Ia meminta kepala daerah menugaskan dinas sosial untuk segera mendata ulang masyarakat terdampak, lalu mengusulkan mereka tidak hanya ke BNPB untuk bantuan rumah dan stimulan ekonomi, tetapi juga ke PKH dan Penerima Bantuan Iuran (PBI) BPJS Kesehatan.

Dengan nada tegas, Tito mengingatkan bahwa keberhasilan atau kegagalan penyaluran bantuan sepenuhnya bergantung pada inisiatif kepala daerah. “Kuncinya ada pada bupati dan wali kota. Kalau ada kabupaten yang warganya dapat PKH dan PBI BPJS, tapi ada yang tidak dapat, saya akan sampaikan ke publik bahwa bupatinya tidak mengusulkan,” katanya.

Tito bahkan meminta agar rekap usulan dari seluruh daerah ditembuskan langsung kepadanya sebagai ketua satuan tugas, selain ke Menteri Sosial (Mensos) dan Presiden. Ia menjamin proses verifikasi akan dilakukan secara ketat bersama Dukcapil dan BPS, namun setelah itu bantuan dapat diusulkan hingga satu tahun penuh, bukan hanya satu atau dua bulan.

Di penghujung rapat, Mendagri berpesan bahwa bencana bukan sekadar musibah, melainkan ujian kepemimpinan. Ia menyebut, pemimpin sejati justru lahir di tengah krisis, bukan dalam kondisi normal. “Ini ibadah bagi kita, nolong orang susah. Dan percaya lah, sesuatu yang tidak membunuhmu akan membuatmu lebih kuat. Pemimpin itu lahir di tengah krisis,” ujarnya.

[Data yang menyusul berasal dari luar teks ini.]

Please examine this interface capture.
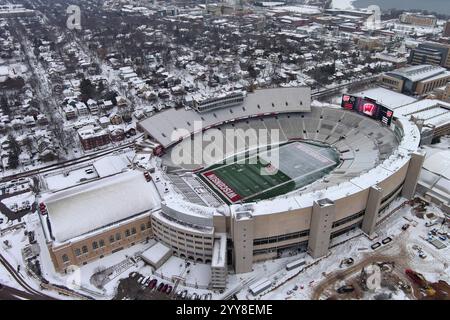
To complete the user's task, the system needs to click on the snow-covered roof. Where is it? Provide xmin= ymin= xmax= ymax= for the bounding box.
xmin=355 ymin=87 xmax=417 ymax=109
xmin=395 ymin=99 xmax=450 ymax=127
xmin=141 ymin=242 xmax=172 ymax=267
xmin=211 ymin=233 xmax=227 ymax=268
xmin=93 ymin=155 xmax=130 ymax=177
xmin=423 ymin=150 xmax=450 ymax=180
xmin=45 ymin=171 xmax=159 ymax=242
xmin=390 ymin=65 xmax=446 ymax=82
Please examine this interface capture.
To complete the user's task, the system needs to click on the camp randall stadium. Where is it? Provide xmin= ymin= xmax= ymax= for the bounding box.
xmin=44 ymin=87 xmax=424 ymax=288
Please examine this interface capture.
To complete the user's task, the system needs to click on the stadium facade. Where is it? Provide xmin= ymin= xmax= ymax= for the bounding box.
xmin=41 ymin=87 xmax=424 ymax=288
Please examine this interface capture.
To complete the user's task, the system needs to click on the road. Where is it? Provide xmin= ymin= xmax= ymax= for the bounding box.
xmin=0 ymin=285 xmax=48 ymax=300
xmin=0 ymin=254 xmax=55 ymax=300
xmin=0 ymin=136 xmax=140 ymax=182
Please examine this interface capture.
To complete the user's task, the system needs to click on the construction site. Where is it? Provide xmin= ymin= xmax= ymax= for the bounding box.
xmin=312 ymin=198 xmax=450 ymax=300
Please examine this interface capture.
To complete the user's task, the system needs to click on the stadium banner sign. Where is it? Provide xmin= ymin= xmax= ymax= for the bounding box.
xmin=341 ymin=94 xmax=394 ymax=126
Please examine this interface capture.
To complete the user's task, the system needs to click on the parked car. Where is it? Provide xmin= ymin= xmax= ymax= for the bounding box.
xmin=419 ymin=251 xmax=427 ymax=259
xmin=148 ymin=279 xmax=158 ymax=289
xmin=336 ymin=285 xmax=355 ymax=294
xmin=370 ymin=242 xmax=381 ymax=250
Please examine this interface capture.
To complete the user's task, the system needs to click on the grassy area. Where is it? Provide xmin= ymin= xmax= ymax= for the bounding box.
xmin=198 ymin=142 xmax=337 ymax=204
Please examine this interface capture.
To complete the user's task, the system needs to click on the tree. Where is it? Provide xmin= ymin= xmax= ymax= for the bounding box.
xmin=0 ymin=96 xmax=11 ymax=115
xmin=97 ymin=81 xmax=105 ymax=95
xmin=80 ymin=79 xmax=96 ymax=100
xmin=8 ymin=134 xmax=21 ymax=169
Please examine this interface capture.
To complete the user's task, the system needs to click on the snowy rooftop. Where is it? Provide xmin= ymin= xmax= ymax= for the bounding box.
xmin=355 ymin=87 xmax=417 ymax=109
xmin=45 ymin=171 xmax=159 ymax=242
xmin=141 ymin=242 xmax=172 ymax=266
xmin=390 ymin=64 xmax=446 ymax=82
xmin=239 ymin=118 xmax=420 ymax=215
xmin=211 ymin=233 xmax=227 ymax=268
xmin=395 ymin=99 xmax=450 ymax=127
xmin=93 ymin=154 xmax=130 ymax=177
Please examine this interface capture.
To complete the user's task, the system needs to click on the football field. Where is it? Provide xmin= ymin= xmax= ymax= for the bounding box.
xmin=197 ymin=142 xmax=339 ymax=203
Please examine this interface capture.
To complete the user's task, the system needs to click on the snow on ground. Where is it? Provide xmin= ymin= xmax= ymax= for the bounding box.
xmin=2 ymin=191 xmax=35 ymax=208
xmin=154 ymin=257 xmax=211 ymax=288
xmin=331 ymin=0 xmax=355 ymax=9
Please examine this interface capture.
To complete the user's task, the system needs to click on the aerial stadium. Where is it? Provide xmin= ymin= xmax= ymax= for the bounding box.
xmin=44 ymin=87 xmax=424 ymax=288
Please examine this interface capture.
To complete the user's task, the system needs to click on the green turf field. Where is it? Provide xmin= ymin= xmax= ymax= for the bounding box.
xmin=197 ymin=142 xmax=338 ymax=203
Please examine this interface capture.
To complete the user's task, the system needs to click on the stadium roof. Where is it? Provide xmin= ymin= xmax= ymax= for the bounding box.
xmin=139 ymin=87 xmax=311 ymax=147
xmin=389 ymin=64 xmax=446 ymax=82
xmin=395 ymin=99 xmax=450 ymax=127
xmin=419 ymin=149 xmax=450 ymax=204
xmin=355 ymin=87 xmax=417 ymax=109
xmin=45 ymin=171 xmax=159 ymax=242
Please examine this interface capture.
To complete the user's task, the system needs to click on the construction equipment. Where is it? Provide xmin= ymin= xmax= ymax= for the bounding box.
xmin=339 ymin=258 xmax=355 ymax=268
xmin=405 ymin=269 xmax=436 ymax=296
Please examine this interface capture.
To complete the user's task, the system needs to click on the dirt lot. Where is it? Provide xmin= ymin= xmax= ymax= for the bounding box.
xmin=113 ymin=276 xmax=170 ymax=300
xmin=312 ymin=230 xmax=450 ymax=300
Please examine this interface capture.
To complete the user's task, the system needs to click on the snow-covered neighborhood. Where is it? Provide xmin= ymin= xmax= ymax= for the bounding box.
xmin=0 ymin=0 xmax=450 ymax=303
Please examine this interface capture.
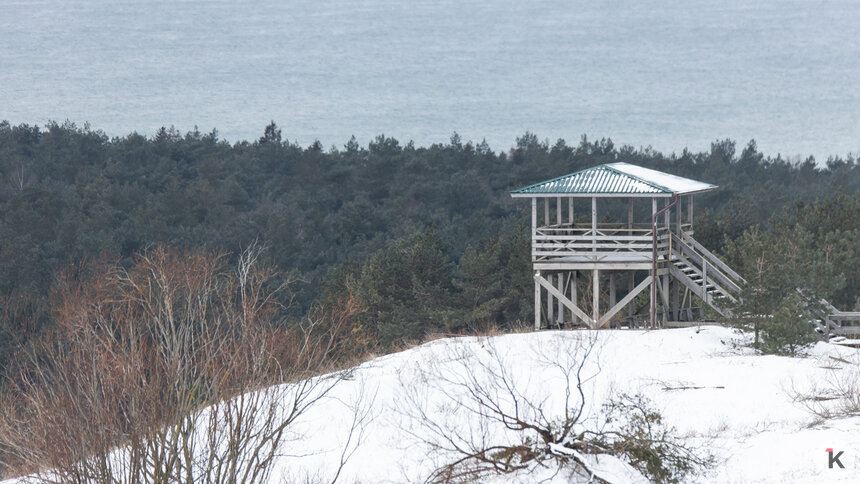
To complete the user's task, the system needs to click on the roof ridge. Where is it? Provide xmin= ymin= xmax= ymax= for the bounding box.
xmin=511 ymin=163 xmax=608 ymax=193
xmin=598 ymin=161 xmax=674 ymax=193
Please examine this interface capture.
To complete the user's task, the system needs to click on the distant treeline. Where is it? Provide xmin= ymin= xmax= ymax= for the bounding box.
xmin=0 ymin=122 xmax=860 ymax=355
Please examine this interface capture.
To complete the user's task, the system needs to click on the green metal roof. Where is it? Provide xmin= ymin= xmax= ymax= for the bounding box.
xmin=511 ymin=163 xmax=717 ymax=197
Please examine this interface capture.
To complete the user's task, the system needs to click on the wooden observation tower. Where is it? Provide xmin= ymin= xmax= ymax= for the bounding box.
xmin=511 ymin=163 xmax=743 ymax=329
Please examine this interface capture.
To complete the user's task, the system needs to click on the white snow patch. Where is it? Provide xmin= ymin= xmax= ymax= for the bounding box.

Sementara itu, Gubernur Sumbar, Mahyeldi Ansharullah, memaparkan besarnya dampak bencana hidrometeorologi yang melanda Sumbar. Berdasarkan data Pemprov Sumbar, tercatat 6.895 unit rumah mengalami rusak ringan, 2.981 unit rusak sedang, dan 5.077 unit rusak berat. Lalu, sebanyak 775 unit rumah dilaporkan hanyut tersapu bencana. “Angka-angka ini bukan sekadar statistik. Ini adalah potret nyata penderitaan masyarakat yang rumah dan rasa amannya hilang akibat bencana,” ujar Mahyeldi.

Kepala BNPB, Suharyanto melaporkan bahwa seluruh wilayah terdampak di Sumbar telah memasuki fase transisi pemulihan. Akses jalan nasional sebagian besar telah kembali terhubung, hunian sementara berjalan cepat, dan tidak terdapat penambahan korban jiwa meskipun masih ada warga yang dinyatakan hilang.